Synchronization

Synchronization between simulated devices is modeled by Trigger Models. Simulated device instances sharing the same Trigger Model instance are considered time-synchronized with each other, but not with other simulated devices that do not share the same Trigger Model.

        %%{init: {"flowchart":{"useMaxWidth": false}}}%%
flowchart LR

subgraph Synchronization
   direction TB
   trigger[TriggerModel] --> trigger_realization[TriggerRealization]
end

device_a[Simulated Device]
device_b[         ⋮         ]:::invis
device_c[Simulated Device]

trigger_realization --> device_a
trigger_realization --> device_b
trigger_realization --> device_c

classDef invis fill-opacity:0,stroke-opacity:0,font-weight:bold;

click trigger href "simulation.synchronization.TriggerModel.html"
click trigger_realization href "simulation.synchronization.TriggerRealization.html"
click device_a href "simulation.simulated_device.html"
click device_b href "simulation.simulated_device.html"
click device_c href "simulation.simulated_device.html"
    

During the generation of each simulation drop, the Trigger Model instance is realized once for all simulated devices sharing the same instance, resulting in a single Trigger Realization.

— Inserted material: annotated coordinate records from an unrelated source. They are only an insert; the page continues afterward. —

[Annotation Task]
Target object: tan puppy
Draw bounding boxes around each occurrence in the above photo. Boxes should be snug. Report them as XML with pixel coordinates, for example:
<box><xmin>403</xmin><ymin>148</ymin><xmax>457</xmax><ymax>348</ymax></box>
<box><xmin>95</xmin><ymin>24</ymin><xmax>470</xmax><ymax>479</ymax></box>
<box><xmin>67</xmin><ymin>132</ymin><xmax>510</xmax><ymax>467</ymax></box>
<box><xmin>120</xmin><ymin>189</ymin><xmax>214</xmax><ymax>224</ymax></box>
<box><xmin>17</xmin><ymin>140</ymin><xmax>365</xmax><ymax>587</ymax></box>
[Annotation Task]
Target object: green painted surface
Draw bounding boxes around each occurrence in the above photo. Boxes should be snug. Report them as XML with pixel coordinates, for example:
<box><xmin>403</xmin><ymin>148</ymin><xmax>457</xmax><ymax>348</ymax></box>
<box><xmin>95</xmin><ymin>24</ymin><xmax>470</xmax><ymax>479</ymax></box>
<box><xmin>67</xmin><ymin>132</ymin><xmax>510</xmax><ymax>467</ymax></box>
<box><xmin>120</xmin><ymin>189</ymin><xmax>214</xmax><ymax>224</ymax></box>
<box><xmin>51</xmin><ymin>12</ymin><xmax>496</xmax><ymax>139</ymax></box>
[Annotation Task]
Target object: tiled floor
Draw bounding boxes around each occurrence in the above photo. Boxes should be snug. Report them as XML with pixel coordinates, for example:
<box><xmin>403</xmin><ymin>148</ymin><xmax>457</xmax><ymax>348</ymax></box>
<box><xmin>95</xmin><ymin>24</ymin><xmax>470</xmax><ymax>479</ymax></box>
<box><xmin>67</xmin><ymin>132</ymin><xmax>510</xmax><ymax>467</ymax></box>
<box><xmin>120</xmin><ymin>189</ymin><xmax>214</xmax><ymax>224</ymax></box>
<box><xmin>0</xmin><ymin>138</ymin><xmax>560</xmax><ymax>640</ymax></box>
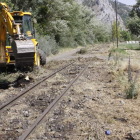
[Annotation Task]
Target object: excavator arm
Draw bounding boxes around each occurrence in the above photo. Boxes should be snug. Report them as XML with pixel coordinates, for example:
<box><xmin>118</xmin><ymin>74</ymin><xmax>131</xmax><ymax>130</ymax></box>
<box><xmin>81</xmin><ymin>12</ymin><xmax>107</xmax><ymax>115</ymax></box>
<box><xmin>0</xmin><ymin>3</ymin><xmax>16</xmax><ymax>66</ymax></box>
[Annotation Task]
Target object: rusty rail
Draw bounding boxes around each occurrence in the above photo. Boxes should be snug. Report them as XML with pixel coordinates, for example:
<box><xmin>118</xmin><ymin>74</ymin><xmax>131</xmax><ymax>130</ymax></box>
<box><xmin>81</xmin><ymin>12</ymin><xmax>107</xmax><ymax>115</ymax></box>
<box><xmin>0</xmin><ymin>62</ymin><xmax>74</xmax><ymax>114</ymax></box>
<box><xmin>18</xmin><ymin>64</ymin><xmax>89</xmax><ymax>140</ymax></box>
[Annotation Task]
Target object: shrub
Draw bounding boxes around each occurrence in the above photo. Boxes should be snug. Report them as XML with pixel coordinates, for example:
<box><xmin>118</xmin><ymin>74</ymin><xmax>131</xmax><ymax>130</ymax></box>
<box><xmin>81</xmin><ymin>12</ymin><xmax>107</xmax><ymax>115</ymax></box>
<box><xmin>36</xmin><ymin>35</ymin><xmax>58</xmax><ymax>56</ymax></box>
<box><xmin>77</xmin><ymin>48</ymin><xmax>87</xmax><ymax>54</ymax></box>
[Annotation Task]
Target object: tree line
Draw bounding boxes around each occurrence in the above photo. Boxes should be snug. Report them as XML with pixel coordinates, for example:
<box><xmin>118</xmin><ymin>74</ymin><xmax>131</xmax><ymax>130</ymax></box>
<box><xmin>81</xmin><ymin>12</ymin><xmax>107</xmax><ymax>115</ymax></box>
<box><xmin>2</xmin><ymin>0</ymin><xmax>111</xmax><ymax>55</ymax></box>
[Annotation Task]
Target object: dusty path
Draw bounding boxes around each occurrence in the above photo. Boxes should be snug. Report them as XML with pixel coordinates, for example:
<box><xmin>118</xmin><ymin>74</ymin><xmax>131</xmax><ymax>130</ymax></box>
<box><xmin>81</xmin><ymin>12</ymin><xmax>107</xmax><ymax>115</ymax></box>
<box><xmin>47</xmin><ymin>48</ymin><xmax>81</xmax><ymax>62</ymax></box>
<box><xmin>0</xmin><ymin>44</ymin><xmax>140</xmax><ymax>140</ymax></box>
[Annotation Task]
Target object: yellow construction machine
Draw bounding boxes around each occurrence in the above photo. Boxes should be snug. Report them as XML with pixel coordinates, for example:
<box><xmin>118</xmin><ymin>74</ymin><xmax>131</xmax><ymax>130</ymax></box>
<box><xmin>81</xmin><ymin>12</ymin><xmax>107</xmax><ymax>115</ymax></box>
<box><xmin>0</xmin><ymin>3</ymin><xmax>46</xmax><ymax>68</ymax></box>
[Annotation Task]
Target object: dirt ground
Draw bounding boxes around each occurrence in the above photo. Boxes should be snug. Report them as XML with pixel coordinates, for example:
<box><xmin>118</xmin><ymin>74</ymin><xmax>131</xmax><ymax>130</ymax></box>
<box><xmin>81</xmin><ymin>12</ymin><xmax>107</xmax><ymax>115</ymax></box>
<box><xmin>0</xmin><ymin>44</ymin><xmax>140</xmax><ymax>140</ymax></box>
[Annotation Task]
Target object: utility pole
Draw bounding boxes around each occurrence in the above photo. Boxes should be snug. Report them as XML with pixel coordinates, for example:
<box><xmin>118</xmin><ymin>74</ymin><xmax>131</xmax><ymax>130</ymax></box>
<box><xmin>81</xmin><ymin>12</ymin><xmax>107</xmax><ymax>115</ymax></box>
<box><xmin>115</xmin><ymin>0</ymin><xmax>119</xmax><ymax>48</ymax></box>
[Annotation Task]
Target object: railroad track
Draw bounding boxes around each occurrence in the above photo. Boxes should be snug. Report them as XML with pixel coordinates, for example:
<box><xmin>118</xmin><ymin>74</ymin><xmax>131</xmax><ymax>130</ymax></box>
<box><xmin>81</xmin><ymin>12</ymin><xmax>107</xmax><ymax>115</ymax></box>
<box><xmin>0</xmin><ymin>62</ymin><xmax>74</xmax><ymax>114</ymax></box>
<box><xmin>0</xmin><ymin>62</ymin><xmax>89</xmax><ymax>140</ymax></box>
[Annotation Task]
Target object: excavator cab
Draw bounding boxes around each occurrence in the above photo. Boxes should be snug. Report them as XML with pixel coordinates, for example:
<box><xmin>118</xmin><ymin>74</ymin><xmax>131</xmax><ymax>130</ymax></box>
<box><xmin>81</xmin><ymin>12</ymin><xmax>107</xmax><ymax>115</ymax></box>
<box><xmin>6</xmin><ymin>11</ymin><xmax>40</xmax><ymax>67</ymax></box>
<box><xmin>0</xmin><ymin>3</ymin><xmax>46</xmax><ymax>68</ymax></box>
<box><xmin>11</xmin><ymin>11</ymin><xmax>33</xmax><ymax>39</ymax></box>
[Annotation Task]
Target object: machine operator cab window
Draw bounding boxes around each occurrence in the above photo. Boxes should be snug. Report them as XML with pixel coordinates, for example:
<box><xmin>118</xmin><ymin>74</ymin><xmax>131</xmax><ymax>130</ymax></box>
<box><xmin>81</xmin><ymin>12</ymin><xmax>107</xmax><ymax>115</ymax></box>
<box><xmin>23</xmin><ymin>15</ymin><xmax>32</xmax><ymax>38</ymax></box>
<box><xmin>13</xmin><ymin>14</ymin><xmax>33</xmax><ymax>39</ymax></box>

Note that, as the name suggests, HermesPy’s synchronization model is considered to be at the trigger level of transmitting and receiving devices, meaning propagation delays due to channel models linking synchronized devices must still be compensated by appropriate equalization routines. The currently available Trigger Model implementations are:

Trigger Model

Description

Random Trigger

Random triggering within a given time interval.

Sample Offset Trigger

Static triggering at a given sample offset.

Time Offset Trigger

Static triggering at a given time offset.

Static Trigger

Static triggering with no offset. This is the default.

Consider a scenario featuring four wireless devices, with two devices respectively linked, interfering with each other on partially overlapping frequency bands.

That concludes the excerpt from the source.